On December 6, Glasgow-born artist Susan Philipsz was awarded this year's prestigious Turner Prize for a sound installation that features her singing three versions of a Scottish lament, entitled Lowlands Away. The prize is worth about $39,000. This year is the first time a sound installation had been nominated for the art prize. Wexner Center visitors may recall her work, The Shortest Shadow, which was exhibited just last autumn at the Wexner Center. I remember walking by the sound of her voice as I passed by the Wexner Center on my daily trips to and from campus. It's excellent news that her work is being recognized in such a big way.
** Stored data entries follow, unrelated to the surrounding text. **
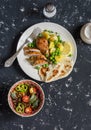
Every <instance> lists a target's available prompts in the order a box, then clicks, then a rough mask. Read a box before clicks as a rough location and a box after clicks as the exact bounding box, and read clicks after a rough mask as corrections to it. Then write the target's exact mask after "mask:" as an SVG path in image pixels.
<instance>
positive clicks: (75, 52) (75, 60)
mask: <svg viewBox="0 0 91 130" xmlns="http://www.w3.org/2000/svg"><path fill="white" fill-rule="evenodd" d="M41 24H51V26H53V25H55V26H59V27H61V28H62V29H63V30H64V31H66V32H67V33H68V34H69V35H70V38H71V39H72V41H73V44H74V48H75V56H74V57H75V60H74V61H73V67H74V65H75V63H76V59H77V46H76V41H75V39H74V37H73V35H72V34H71V33H70V31H68V30H67V29H66V28H65V27H64V26H62V25H60V24H57V23H53V22H40V23H36V24H34V25H31V26H29V27H28V28H27V29H26V30H25V31H24V32H23V33H22V35H21V36H20V38H19V40H18V43H17V48H16V50H18V49H19V47H20V46H19V43H20V41H21V40H22V38H23V36H24V35H25V34H26V32H28V31H29V30H30V29H31V32H32V30H33V28H35V26H36V27H39V26H40V25H41ZM23 42H24V41H23ZM22 44H23V43H22ZM17 61H18V64H19V66H20V68H21V69H22V71H23V72H24V73H25V74H26V75H28V76H29V77H30V78H32V79H34V80H37V81H40V82H44V81H42V80H41V79H40V80H39V79H37V78H34V77H31V76H30V75H29V74H28V73H27V72H26V71H25V70H24V69H23V68H22V66H21V64H20V62H19V58H18V56H17ZM72 70H73V69H72ZM63 78H65V77H63ZM63 78H62V79H63Z"/></svg>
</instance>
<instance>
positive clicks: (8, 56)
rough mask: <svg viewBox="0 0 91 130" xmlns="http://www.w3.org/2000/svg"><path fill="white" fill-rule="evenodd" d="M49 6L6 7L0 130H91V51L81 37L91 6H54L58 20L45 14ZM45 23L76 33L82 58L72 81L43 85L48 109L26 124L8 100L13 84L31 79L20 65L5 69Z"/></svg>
mask: <svg viewBox="0 0 91 130" xmlns="http://www.w3.org/2000/svg"><path fill="white" fill-rule="evenodd" d="M46 2H48V1H47V0H40V1H38V0H1V1H0V95H1V96H0V130H91V45H87V44H85V43H84V42H83V41H82V40H81V39H80V35H79V34H80V29H81V26H82V25H83V24H85V23H87V22H90V21H91V0H84V1H83V0H61V1H60V0H54V3H55V5H56V7H57V14H56V16H55V17H53V18H51V19H47V18H45V17H44V16H43V14H42V10H43V6H44V5H45V4H46ZM34 10H35V11H34ZM44 21H51V22H55V23H58V24H60V25H62V26H64V27H65V28H67V29H68V30H69V31H70V32H71V34H72V35H73V37H74V38H75V40H76V43H77V49H78V57H77V61H76V64H75V66H74V69H73V71H72V73H71V74H70V75H69V76H68V77H67V78H65V79H62V80H58V81H55V82H52V83H48V84H46V83H41V82H38V83H39V84H40V85H41V86H42V87H43V90H44V92H45V95H46V100H45V105H44V107H43V109H42V111H41V112H40V113H39V114H37V115H36V116H34V117H32V118H21V117H19V116H17V115H15V114H14V113H13V112H12V111H11V110H10V108H9V106H8V103H7V94H8V91H9V88H10V87H11V86H12V84H14V83H15V82H16V81H18V80H21V79H26V78H27V79H28V78H29V77H28V76H27V75H26V74H25V73H24V72H23V71H22V70H21V69H20V67H19V65H18V62H17V60H16V61H15V62H14V64H13V65H12V67H10V68H4V67H3V64H4V61H5V60H6V59H7V58H8V57H10V56H11V55H12V54H13V53H14V52H15V50H16V46H17V42H18V40H19V37H20V36H21V34H22V33H23V32H24V30H25V29H27V28H28V27H30V26H32V25H34V24H36V23H39V22H44ZM29 79H30V78H29Z"/></svg>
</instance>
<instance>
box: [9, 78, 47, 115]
mask: <svg viewBox="0 0 91 130" xmlns="http://www.w3.org/2000/svg"><path fill="white" fill-rule="evenodd" d="M21 84H28V85H29V87H28V88H27V94H28V96H30V97H29V99H30V98H31V96H32V95H33V91H31V90H32V89H31V88H32V86H33V87H34V88H35V90H36V92H35V95H37V96H36V97H38V98H39V100H40V102H39V103H38V107H37V109H34V108H33V109H32V112H29V111H27V113H26V112H25V109H26V106H27V107H29V108H30V106H29V104H28V103H29V102H28V103H26V102H25V101H26V100H25V101H24V98H23V97H24V96H26V95H27V94H25V95H24V92H23V91H22V92H19V90H17V88H18V87H17V86H19V85H21ZM30 89H31V90H30ZM16 90H17V91H18V92H17V91H16ZM29 90H30V91H29ZM13 92H14V93H17V94H18V96H19V94H21V96H20V97H18V96H15V95H13V98H12V96H11V94H12V93H13ZM30 92H31V94H30ZM14 93H13V94H14ZM17 94H16V95H17ZM14 98H15V99H14ZM18 98H20V99H18ZM17 99H18V100H17ZM22 99H23V100H22ZM25 99H26V98H25ZM36 100H37V99H36ZM30 101H31V100H30ZM44 101H45V95H44V92H43V89H42V88H41V86H40V85H39V84H38V83H36V82H34V81H32V80H20V81H18V82H16V83H15V84H14V85H13V86H12V87H11V88H10V90H9V93H8V104H9V107H10V108H11V110H12V111H13V112H14V113H15V114H17V115H19V116H21V117H31V116H34V115H36V114H37V113H39V111H40V110H41V109H42V108H43V105H44ZM32 102H33V100H32ZM15 103H16V105H15ZM19 103H21V104H23V106H24V105H25V106H24V111H23V113H21V112H17V111H16V110H17V106H18V105H19ZM32 107H34V106H32ZM32 107H31V108H32Z"/></svg>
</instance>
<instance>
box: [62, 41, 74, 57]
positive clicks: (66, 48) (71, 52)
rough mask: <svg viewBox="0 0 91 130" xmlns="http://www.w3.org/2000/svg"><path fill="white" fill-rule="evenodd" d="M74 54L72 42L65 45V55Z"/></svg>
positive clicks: (64, 46) (63, 49)
mask: <svg viewBox="0 0 91 130" xmlns="http://www.w3.org/2000/svg"><path fill="white" fill-rule="evenodd" d="M70 54H72V45H71V43H70V42H65V43H64V49H63V55H70Z"/></svg>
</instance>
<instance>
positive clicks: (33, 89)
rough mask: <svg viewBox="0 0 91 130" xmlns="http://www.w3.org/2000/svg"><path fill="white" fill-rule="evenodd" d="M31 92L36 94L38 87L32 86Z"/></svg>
mask: <svg viewBox="0 0 91 130" xmlns="http://www.w3.org/2000/svg"><path fill="white" fill-rule="evenodd" d="M29 92H30V94H34V93H36V92H37V90H36V88H34V87H31V88H30V90H29Z"/></svg>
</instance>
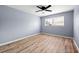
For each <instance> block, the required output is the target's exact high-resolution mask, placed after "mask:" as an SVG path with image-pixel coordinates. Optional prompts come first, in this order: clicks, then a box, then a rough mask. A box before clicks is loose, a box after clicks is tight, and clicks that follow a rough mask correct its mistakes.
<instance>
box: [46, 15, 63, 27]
mask: <svg viewBox="0 0 79 59" xmlns="http://www.w3.org/2000/svg"><path fill="white" fill-rule="evenodd" d="M45 26H64V16H60V17H54V18H48V19H45Z"/></svg>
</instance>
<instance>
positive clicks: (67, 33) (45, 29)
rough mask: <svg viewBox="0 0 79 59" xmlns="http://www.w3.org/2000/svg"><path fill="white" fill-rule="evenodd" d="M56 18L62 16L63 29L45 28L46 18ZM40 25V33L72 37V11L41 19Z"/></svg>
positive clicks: (72, 14)
mask: <svg viewBox="0 0 79 59" xmlns="http://www.w3.org/2000/svg"><path fill="white" fill-rule="evenodd" d="M58 16H64V27H61V26H52V27H51V26H49V27H45V26H44V22H45V19H46V18H53V17H58ZM41 24H42V25H41V32H44V33H49V34H55V35H63V36H69V37H73V11H68V12H64V13H59V14H54V15H49V16H44V17H41Z"/></svg>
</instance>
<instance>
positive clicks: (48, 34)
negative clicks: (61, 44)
mask: <svg viewBox="0 0 79 59" xmlns="http://www.w3.org/2000/svg"><path fill="white" fill-rule="evenodd" d="M41 34H46V35H51V36H58V37H64V38H71V39H73V37H68V36H61V35H56V34H49V33H41Z"/></svg>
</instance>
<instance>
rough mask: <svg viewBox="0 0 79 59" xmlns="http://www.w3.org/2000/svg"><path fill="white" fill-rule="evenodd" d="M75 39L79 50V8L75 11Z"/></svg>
mask: <svg viewBox="0 0 79 59" xmlns="http://www.w3.org/2000/svg"><path fill="white" fill-rule="evenodd" d="M74 39H75V41H76V43H77V46H78V48H79V6H76V7H75V9H74Z"/></svg>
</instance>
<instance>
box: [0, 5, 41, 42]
mask: <svg viewBox="0 0 79 59" xmlns="http://www.w3.org/2000/svg"><path fill="white" fill-rule="evenodd" d="M39 32H40V18H39V17H37V16H35V15H32V14H28V13H25V12H22V11H19V10H16V9H13V8H10V7H7V6H0V43H4V42H7V41H12V40H14V39H16V38H20V37H25V36H28V35H32V34H37V33H39Z"/></svg>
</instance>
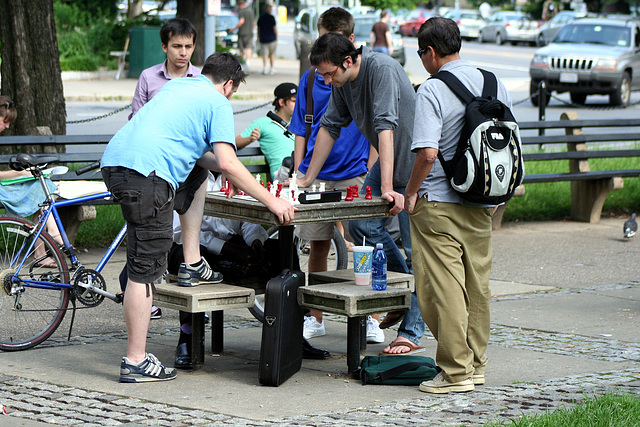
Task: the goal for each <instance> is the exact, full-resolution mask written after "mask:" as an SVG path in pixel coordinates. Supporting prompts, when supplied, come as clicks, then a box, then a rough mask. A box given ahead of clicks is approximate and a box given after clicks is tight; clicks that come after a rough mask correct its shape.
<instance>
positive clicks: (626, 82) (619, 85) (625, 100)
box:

And now the exhibition that already has all my Columbus friends abuzz: The first major retrospective of American painter Alexis Rockman's works will arrive at the Wexner Center just nine months from now after its first opening November 19, 2010, at the Smithsonian's American Art Museum. Alexis Rockman: A Fable for Tomorrow, which will be on view at the Wexner Center September 24, 2011–January 1, 2012, has already been generating excellent press coverage, including an engaging interview with the artist in the December issue of Art in America.
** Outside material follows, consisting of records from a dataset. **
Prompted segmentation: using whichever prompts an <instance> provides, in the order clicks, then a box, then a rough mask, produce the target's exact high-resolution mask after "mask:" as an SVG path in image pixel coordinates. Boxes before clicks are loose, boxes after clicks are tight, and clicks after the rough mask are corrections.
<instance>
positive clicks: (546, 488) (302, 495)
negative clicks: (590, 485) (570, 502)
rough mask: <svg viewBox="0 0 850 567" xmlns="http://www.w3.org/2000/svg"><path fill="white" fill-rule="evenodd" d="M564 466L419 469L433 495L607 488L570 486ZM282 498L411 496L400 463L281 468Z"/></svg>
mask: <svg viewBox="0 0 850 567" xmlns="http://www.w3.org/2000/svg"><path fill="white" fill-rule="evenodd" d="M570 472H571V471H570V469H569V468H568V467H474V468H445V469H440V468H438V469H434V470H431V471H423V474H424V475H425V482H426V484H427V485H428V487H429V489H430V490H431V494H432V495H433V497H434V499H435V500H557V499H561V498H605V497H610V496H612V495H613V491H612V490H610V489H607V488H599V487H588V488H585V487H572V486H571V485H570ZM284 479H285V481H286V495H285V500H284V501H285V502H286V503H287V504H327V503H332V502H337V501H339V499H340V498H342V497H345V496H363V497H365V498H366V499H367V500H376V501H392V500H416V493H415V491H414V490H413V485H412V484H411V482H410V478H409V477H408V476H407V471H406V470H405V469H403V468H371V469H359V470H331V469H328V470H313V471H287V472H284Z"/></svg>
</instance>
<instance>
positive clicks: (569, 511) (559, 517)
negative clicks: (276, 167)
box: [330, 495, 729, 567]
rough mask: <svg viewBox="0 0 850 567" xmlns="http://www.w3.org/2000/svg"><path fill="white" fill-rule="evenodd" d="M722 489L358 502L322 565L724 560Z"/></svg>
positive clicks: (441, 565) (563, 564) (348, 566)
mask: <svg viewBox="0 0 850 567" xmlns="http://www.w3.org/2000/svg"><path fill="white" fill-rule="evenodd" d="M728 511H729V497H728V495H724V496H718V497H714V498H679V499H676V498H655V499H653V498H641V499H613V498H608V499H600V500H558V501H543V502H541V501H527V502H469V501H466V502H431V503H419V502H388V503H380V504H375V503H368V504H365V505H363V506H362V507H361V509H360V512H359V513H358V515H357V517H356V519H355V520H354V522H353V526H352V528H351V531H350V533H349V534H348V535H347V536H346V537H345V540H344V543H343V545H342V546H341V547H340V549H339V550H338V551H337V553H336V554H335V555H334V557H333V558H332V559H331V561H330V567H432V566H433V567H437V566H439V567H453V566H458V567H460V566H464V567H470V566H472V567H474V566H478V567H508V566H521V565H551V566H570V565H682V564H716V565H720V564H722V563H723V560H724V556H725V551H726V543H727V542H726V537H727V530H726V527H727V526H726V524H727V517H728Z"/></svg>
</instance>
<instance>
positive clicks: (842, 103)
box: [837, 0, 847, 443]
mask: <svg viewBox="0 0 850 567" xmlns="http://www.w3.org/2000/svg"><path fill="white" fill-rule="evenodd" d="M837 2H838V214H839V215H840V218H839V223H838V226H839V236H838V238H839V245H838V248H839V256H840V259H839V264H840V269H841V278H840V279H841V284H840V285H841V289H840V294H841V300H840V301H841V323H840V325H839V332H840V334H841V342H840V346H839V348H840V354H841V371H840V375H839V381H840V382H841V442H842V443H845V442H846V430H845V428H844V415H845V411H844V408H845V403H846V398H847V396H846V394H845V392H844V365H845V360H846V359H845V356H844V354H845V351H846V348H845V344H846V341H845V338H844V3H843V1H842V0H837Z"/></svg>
Rockman is “painting the future” by blending contemporary reality with a fantastical, imagined future, says NPR. “Artist Alexis Rockman delights in the natural world and paints it as it is, as well as how it might be…. His work depicts a world that is both real and fanciful, genuine and synthetically altered.”

The Washington Post praises Rockman's work, calling it “meticulous” and “visually impressive and conceptually dense.” Rockman, says The Washington Post, is “a great collaborator,” drawing from the natural environment, science, Hudson River School landscape painting, and science fiction, among other passions. According to The Smithsonian Magazine, “[Rockman's] extravagantly beautiful, disquieting paintings of a post-apocalyptic natural world” display “a surrealistic wit.”

Wexner Center visitors from 2004–2005 may remember that we've had two Alexis Rockman murals on display before: Manifest Destiny and Evolution. His brilliant, brightly colored murals feature prominently in my memories of my first year in graduate school in Ohio State's English Department. Over the past six-odd years, I have often spent time in the Wexner Center café, studying and meeting with friends, and the murals were a big, noticeable backdrop to those early study sessions and long conversations with new friends.

Manifest Destiny was in plain sight every time I came down the stairs to go to a film or video screening in the Wex. Even after the murals were replaced with other works, they remain fixed in my mind as a part of the Wexner Center. More recently, we had Rockman here for the 2010 Director's Dialogue on Art and Social Change: Climate and Culture. It's going to be fantastic to have his new exhibition here this upcoming fall. I know from my conversations with friends these past few weeks that it's the kind of exhibition that opens its arms to all kinds of audiences, including those who might not be keen on the more difficult contemporary art. I hope to see you there when I slip away from my studies to take a break and wander the galleries. In the meantime, read up on Alexis Rockman: A Fable for Tomorrow, and get excited for what I predict will be a stellar year at the Wex.